Сделав глоток, король переставил фигурку куклы на доске ближе к человеку. В царившей на поле ситуации это был плохой ход. Однако в случае победы он бы изменил бедственное положение проигрывающего короля.
– О чем ты?
Виски жгло раскаленным прутом, а тело бил озноб. Зай тоже взял напиток. Сладковатая вода с персиковым вкусом приятно холодила. Чтобы остыть, Зай приложил бокал ко лбу.

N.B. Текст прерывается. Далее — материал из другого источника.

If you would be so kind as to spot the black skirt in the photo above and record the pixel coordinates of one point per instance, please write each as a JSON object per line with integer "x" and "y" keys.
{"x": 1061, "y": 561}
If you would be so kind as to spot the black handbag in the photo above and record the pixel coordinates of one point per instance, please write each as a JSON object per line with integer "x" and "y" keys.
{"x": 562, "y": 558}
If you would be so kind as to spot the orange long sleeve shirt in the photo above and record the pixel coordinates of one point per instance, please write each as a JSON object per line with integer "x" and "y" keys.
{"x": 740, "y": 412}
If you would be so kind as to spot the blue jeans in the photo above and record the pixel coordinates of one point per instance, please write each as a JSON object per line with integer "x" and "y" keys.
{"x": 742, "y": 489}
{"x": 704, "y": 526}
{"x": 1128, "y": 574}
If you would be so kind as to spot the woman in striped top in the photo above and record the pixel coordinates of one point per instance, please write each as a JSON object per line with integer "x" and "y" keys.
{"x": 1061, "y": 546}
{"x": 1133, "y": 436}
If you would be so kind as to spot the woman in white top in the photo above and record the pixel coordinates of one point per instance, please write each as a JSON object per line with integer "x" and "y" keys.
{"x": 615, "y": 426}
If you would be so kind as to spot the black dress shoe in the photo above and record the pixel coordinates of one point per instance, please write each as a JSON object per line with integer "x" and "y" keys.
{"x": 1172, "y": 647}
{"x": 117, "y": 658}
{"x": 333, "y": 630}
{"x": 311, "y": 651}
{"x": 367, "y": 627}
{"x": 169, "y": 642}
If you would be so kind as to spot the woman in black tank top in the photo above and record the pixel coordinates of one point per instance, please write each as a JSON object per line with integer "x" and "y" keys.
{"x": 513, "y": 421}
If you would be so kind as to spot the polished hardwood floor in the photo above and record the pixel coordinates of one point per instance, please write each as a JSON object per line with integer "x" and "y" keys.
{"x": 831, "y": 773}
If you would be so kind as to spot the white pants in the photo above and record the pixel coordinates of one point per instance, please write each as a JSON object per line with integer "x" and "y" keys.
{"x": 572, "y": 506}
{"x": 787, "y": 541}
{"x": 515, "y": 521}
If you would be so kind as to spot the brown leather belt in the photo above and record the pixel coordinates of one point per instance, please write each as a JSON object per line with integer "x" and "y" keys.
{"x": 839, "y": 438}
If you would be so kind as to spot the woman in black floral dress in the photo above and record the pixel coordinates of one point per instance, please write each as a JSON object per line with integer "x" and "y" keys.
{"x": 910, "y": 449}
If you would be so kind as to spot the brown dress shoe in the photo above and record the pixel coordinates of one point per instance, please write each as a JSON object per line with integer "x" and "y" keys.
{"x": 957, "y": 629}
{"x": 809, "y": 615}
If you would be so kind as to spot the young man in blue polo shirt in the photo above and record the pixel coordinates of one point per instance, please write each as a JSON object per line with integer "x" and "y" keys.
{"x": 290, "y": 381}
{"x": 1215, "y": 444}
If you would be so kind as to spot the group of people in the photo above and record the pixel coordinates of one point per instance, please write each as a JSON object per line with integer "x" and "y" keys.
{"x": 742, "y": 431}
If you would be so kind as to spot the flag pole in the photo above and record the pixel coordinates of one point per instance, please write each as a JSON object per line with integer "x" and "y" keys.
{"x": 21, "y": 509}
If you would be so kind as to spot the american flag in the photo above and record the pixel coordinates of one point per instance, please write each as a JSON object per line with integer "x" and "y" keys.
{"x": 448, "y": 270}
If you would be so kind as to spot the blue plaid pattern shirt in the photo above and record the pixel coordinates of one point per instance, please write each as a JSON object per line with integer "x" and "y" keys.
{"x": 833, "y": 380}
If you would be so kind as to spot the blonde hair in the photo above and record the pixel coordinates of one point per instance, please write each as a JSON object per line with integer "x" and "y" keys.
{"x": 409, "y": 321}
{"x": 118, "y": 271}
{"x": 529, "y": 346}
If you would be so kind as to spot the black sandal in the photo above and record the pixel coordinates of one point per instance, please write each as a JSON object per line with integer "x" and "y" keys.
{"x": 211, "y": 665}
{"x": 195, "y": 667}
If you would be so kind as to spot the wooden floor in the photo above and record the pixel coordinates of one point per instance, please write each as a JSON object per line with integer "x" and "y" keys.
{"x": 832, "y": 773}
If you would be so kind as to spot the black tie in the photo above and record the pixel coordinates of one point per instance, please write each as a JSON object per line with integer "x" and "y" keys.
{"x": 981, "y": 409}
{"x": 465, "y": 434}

– Освобождение разума не проходит гладко. До поры, пока не справишься с собой, мы разрешим мальчику остаться, он привязан к тебе. Это напоминает нам о той связи, благодаря которой мы находимся здесь. Мы обязаны тебе. Но это все, что мы можем сделать, и, если ты решишь идти дальше, более помощи не жди.
Нейха говорил витиевато, словно плел узор из слов, понятный ему одному. Однако основной посыл был предельно ясен: Зай обязан выздороветь и перестать прятаться у короля, чтобы не доставить ему проблем. Что касалось Восьмого, то Зай и сам не знал, как к нему теперь относиться, а воспоминания о Райви сводили с ума. Но ведь еще Виктория и другие… Не зря за ним закрепилось дурацкое прозвище. Получив Восьмого, он думал, что избавился от проклятия. Как непростительно глуп он был!
– Освобождение разума… Это ты про?..
Красноречивый взгляд коснулся отсутствующей кисти. Взгляд король оценить не мог, но интонацию безусловно уловил. Его молчание можно было интерпретировать как подтверждение догадки. Или же он просто не хотел отвечать.
– Хорошо. В смысле, нет, не хорошо, но я понял. Вернее… Ах.
Захотелось есть и спать одновременно. Пусть разум не успокаивался, но тело требовало отдыха, ему не было дела до душевных метаний. Это представлялось настолько несуразным, что даже не злило, только изумляло.
– Мне нужно поговорить с Ангелом.
– Мы передадим послание, но обещать его лояльности не можем. Мы не имеем над ним власти.
– И я должен найти тело Райви.
– Посмотрим, что мы можем сделать.
Нейха дернул за шнурок, за дверью звякнул колокольчик. Юркая девушка, до того сопровождавшая Зая, бесшумно просочилась в залу.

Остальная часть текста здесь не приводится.